Мертвец сипло закашлялся и замахал руками. Негнущиеся, окоченевшие пальцы потянулись к Феликсу, пытаясь вцепиться в одежду, в волосы, вырвать глаза. Восставший из преисподней захохотал, и смех его, визгливый, режущий слух, разнесся до небес, зазвучал со всех сторон!..
Феликс сумел подняться, ноги дрожали, предательски подгибаясь в коленях. Стараясь не поворачиваться к мертвецу спиной, он попытался выкарабкаться, дотянуться до края могилы, откуда свешивались, покачиваясь и дразня, пучки густой травы. Но земля осыпалась под руками, забивалась за шиворот, слепила глаза.

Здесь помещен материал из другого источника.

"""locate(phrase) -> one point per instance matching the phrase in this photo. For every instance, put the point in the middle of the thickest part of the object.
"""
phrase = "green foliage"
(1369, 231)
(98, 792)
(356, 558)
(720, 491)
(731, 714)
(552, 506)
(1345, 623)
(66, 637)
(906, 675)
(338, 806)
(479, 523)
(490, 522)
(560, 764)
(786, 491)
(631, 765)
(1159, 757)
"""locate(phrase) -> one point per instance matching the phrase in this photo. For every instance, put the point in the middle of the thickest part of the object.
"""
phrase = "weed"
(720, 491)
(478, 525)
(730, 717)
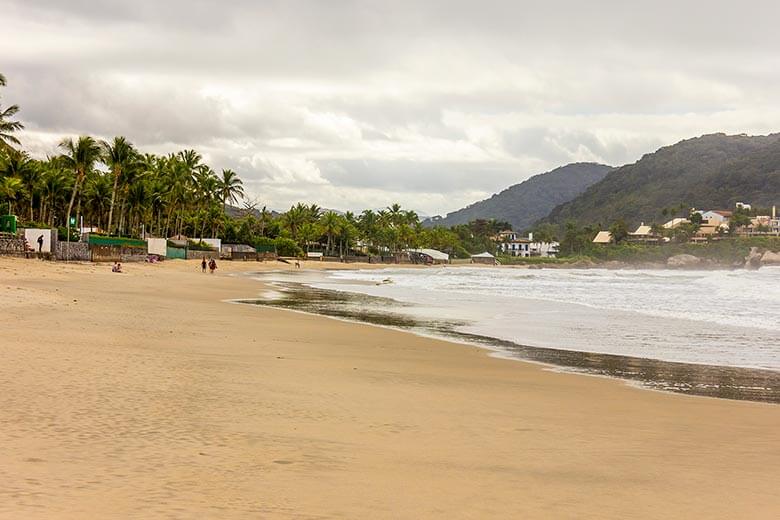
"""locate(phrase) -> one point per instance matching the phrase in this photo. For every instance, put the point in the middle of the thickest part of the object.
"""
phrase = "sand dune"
(144, 395)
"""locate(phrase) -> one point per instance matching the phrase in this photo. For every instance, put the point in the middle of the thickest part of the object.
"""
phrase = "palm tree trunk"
(113, 199)
(72, 199)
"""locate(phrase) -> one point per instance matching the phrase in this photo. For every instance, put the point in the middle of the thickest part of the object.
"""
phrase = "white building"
(716, 217)
(512, 244)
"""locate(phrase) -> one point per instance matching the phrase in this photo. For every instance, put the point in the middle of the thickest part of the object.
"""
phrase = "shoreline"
(144, 395)
(704, 380)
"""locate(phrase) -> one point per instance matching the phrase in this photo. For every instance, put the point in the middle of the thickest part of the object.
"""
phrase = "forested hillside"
(712, 171)
(523, 204)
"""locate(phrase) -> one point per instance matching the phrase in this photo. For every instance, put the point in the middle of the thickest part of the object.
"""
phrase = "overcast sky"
(356, 104)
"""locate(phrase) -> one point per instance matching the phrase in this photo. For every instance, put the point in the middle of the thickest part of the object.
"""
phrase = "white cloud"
(432, 104)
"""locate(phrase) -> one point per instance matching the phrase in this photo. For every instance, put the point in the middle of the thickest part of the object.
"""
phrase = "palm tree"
(331, 226)
(118, 155)
(9, 188)
(80, 157)
(295, 219)
(230, 188)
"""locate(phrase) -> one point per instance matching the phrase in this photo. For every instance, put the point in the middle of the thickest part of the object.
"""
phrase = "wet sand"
(144, 395)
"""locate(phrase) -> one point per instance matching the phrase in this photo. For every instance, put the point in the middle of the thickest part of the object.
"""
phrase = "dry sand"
(143, 395)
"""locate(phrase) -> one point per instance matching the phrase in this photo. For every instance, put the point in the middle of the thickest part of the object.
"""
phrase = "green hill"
(712, 171)
(523, 204)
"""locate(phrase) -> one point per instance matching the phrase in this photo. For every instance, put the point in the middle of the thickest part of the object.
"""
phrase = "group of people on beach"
(211, 264)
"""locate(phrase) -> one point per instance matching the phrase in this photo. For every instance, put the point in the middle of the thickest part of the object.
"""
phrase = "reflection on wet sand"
(703, 380)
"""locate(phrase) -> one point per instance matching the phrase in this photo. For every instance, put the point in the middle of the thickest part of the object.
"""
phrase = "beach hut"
(484, 258)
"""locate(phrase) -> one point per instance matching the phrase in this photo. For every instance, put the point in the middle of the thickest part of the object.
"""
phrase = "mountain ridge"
(524, 203)
(710, 171)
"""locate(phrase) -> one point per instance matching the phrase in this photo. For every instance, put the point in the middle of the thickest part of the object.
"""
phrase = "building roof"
(642, 231)
(721, 212)
(676, 222)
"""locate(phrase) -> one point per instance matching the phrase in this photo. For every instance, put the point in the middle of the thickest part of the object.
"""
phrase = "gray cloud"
(361, 103)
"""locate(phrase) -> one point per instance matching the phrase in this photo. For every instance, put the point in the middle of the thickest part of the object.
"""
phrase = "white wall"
(32, 235)
(156, 246)
(216, 243)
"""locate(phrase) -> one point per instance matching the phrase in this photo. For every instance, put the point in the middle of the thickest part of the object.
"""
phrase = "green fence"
(176, 252)
(8, 224)
(98, 240)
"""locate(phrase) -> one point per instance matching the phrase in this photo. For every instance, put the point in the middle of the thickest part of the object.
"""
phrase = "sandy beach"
(146, 395)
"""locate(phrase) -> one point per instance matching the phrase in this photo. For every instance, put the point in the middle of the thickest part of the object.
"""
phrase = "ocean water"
(721, 318)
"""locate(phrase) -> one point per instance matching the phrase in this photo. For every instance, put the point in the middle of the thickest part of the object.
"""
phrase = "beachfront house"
(675, 223)
(644, 234)
(484, 258)
(717, 217)
(428, 256)
(512, 244)
(603, 237)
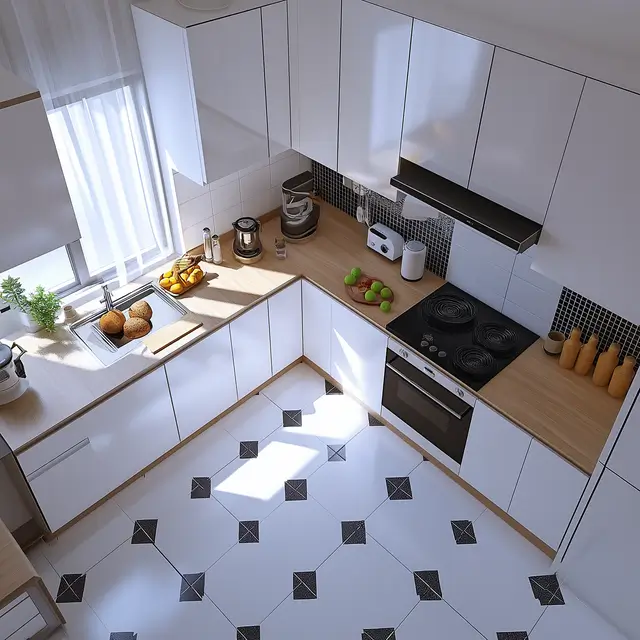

— Эй, эй!.. — просипел мертвец.
Он сел, прислоняясь к стенке, подтянул тощие коленки руками к покрытому щетиной и грязью подбородку. Феликс обернулся, вжавшись во влажную, пахнущую грибами землю. Нахмурился. Прошептал сквозь стиснутые зубы:
— Мир твоему праху! — И, сам не ожидая от себя такой прыти, бросился на покойника.
Мертвец сжался, съежился, прикрыв голову руками — а Феликс, оттолкнувшись от невольно подставленного плеча, как от ступеньки, вылетел из могилы. И побежал не разбирая дороги — лишь бы подальше от чертова кладбища.
Вслед ему грохотал, надрывался сатанинский хохот, взвизгивая и вторя самому себе.